- Abstract: This paper studies the problem of domain division which aims to segment instances drawn from different probabilistic distributions. This problem exists in many previous recognition tasks, such as Open Set Learning (OSL) and Generalized Zero-Shot Learning (G-ZSL), where the testing instances come from either seen or unseen/novel classes with different probabilistic distributions. Previous works only calibrate the conﬁdent prediction of classiﬁers of seen classes (WSVM Scheirer et al. (2014)) or taking unseen classes as outliers Socher et al. (2013). In contrast, this paper proposes a probabilistic way of directly estimating and ﬁne-tuning the decision boundary between seen and unseen classes. In particular, we propose a domain division algorithm to split the testing instances into known, unknown and uncertain domains, and then conduct recognition tasks in each domain.
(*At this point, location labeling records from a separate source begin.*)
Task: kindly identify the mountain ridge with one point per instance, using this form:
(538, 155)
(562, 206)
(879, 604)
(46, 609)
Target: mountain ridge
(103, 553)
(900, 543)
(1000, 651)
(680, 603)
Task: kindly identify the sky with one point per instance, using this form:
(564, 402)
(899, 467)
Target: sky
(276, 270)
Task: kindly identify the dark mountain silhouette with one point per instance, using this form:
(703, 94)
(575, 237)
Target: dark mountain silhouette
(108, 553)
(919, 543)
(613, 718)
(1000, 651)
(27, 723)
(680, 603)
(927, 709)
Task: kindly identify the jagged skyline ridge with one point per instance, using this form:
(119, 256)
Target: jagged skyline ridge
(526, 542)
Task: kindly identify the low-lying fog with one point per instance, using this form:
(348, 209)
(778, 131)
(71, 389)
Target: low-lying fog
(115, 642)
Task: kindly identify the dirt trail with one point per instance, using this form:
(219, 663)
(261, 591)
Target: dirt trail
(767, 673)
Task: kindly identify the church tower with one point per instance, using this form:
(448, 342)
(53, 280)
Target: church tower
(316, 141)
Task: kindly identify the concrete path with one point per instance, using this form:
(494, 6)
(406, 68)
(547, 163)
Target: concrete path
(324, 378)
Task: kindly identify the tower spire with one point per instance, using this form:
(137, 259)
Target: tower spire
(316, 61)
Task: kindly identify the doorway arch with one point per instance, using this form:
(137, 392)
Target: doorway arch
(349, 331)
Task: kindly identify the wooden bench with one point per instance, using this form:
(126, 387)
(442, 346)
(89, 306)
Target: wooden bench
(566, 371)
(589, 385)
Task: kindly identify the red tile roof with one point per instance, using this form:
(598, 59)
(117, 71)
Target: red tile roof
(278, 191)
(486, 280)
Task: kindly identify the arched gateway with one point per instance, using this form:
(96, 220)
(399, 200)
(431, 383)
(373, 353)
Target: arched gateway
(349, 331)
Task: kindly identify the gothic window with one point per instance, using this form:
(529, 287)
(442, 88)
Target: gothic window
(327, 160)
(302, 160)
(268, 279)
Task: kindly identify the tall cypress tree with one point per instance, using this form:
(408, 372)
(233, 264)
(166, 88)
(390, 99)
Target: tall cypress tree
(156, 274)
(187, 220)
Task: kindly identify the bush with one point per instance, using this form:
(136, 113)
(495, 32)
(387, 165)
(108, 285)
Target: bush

Two statistical tools, namely, bootstrapping and KolmogorovSmirnov (K-S) Test, for the ﬁrst time, are introduced to uncover and ﬁne-tune the decision boundary of each domain. Critically, the uncertain domain is newly introduced in our framework to adopt those instances whose domain labels cannot be predicted conﬁdently. Extensive experiments demonstrate that our approach achieved the state-of-the-art performance on OSL and G-ZSL benchmarks.
- Keywords: Generalized zero-shot learning, domain division, bootstrapping, Kolmogorov-Smirnov
- TL;DR: This paper studies the problem of domain division by segmenting instances drawn from different probabilistic distributions.